Çevrenizdeki herkesle arkadaş olabilirsiniz. Sohbetler edebilir, eğlenebilirsiniz. Ortak paylaşımlarınızda güzel vakitler geçirebilirsiniz. Lakin arkadaş olduğunuz herkesle dost olamazsınız. Dostluk ayrıntılarda gizli bir değerdir ve karşılıklı çıkar ilişkisiyle kurulmaz. Dostunuz sizi istediği kalıba sokmaya çalışmaz. İstediği gibi olmadığınızda sizden hoşnutsuzluk duyup uzaklaşmaz. Hatalarınızda sorgulamadan, uyararak, eksik yönlerinizi görmenizi sağlar. Fikirleriyle size destek olur. Umut çiçeğiniz kuruduğunda onu sular ve yeniden yeşertir. Sevgisiyle size ışık olur, yol olur, ayna olur. Menfaat unsuru barındırmadan, kalbi duygularla hayatınızdadır.
Yunus Emre gibi gönül dostu olan Mevlana, “Dostluk illa yan yana, diz dize olmak değildir. Asıl can cana, kalp kalbe olmaktır.” der.
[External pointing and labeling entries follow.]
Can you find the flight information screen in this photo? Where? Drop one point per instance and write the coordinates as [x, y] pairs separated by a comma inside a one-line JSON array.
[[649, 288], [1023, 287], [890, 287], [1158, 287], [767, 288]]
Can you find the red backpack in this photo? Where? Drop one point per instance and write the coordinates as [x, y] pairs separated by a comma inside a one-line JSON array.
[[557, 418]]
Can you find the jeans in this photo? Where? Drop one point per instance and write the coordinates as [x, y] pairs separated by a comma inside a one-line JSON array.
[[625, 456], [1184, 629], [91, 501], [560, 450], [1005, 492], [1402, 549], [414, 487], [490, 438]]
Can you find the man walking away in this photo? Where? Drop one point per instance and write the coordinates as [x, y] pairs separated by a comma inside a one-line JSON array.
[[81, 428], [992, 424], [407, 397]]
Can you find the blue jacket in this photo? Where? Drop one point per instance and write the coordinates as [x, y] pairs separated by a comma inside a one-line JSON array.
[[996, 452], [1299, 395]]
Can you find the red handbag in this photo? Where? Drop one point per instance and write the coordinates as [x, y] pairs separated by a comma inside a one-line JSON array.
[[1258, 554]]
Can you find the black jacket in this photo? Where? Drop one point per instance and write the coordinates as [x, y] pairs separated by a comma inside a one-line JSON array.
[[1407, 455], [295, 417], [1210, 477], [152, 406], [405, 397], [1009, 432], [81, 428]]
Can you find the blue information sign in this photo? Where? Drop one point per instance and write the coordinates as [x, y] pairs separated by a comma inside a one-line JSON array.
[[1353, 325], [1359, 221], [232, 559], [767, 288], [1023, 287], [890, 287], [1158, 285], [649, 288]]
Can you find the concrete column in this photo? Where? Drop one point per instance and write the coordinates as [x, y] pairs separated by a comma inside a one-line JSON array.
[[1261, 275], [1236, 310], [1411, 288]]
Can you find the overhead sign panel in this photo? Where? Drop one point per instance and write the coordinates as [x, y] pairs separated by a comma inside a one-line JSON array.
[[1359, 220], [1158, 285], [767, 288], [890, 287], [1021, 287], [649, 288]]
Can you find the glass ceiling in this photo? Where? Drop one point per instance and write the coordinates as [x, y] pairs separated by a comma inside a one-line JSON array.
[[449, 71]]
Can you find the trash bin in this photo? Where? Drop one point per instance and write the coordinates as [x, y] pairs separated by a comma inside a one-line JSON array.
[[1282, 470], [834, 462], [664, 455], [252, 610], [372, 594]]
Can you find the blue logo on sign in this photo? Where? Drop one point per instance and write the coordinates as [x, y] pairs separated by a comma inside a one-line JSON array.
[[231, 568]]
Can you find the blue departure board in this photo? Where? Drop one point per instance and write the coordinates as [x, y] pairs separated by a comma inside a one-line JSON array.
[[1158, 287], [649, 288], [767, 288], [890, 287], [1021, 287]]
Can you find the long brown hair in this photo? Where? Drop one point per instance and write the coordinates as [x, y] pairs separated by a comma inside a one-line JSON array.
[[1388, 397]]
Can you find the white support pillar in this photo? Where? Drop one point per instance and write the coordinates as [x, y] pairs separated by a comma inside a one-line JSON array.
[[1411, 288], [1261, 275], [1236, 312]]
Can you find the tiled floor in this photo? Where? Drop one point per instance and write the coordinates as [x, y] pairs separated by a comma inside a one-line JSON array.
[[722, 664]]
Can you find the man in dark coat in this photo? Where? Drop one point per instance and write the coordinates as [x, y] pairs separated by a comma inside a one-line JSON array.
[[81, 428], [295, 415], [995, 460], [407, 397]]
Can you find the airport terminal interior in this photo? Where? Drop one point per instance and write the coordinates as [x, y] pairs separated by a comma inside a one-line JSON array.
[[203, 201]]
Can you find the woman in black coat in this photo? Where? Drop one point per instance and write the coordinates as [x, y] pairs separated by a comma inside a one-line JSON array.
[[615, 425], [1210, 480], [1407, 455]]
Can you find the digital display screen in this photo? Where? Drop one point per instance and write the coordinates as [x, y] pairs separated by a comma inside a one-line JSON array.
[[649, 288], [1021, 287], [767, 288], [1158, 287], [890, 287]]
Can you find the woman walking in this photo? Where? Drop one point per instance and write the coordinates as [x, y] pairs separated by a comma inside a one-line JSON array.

Kilometrelerce uzaklıkta olmanıza rağmen her an yanınızda hissettiğiniz, yürekten duyduğunuz bir sestir dostunuz. O dost ses; kimi zaman rüzgâr olup kara bulutları dağıtır, kimi zaman gününüze güneş olur. Kimi zaman da yaralarınızı iyileştiren sihirli bir ses olur. O sihirli ses ebedi dostluğun gücüdür.
Gerçek dost, dostuma ne verebilirim diyebilendir. Sağlam dostluklar ömrün son nefesine kadar solmadan, canlılığını korur. Sizlerin de çok söze gerek kalmadan acınızı hisseden, derdinize ortak olan, mutluluğunuzdan mutluluk duyacak, sevgi ve saygıdan yoksun olmayan; sihirli bir sesiniz, sihirli bir eliniz olsun.
Ağaca rengârenk çiçekler açtıran toprağın dostluğu gibi karşılıklı çiçek açtığınız gönül dostlarınızın kıymetini bilin. Bencillik giysisinden uzak durun. Onlara karşı sevgi giyinin, şefkat giyinin, vefa giyinin, saygı giyinin ve güven giysisini hiç çıkartmayın.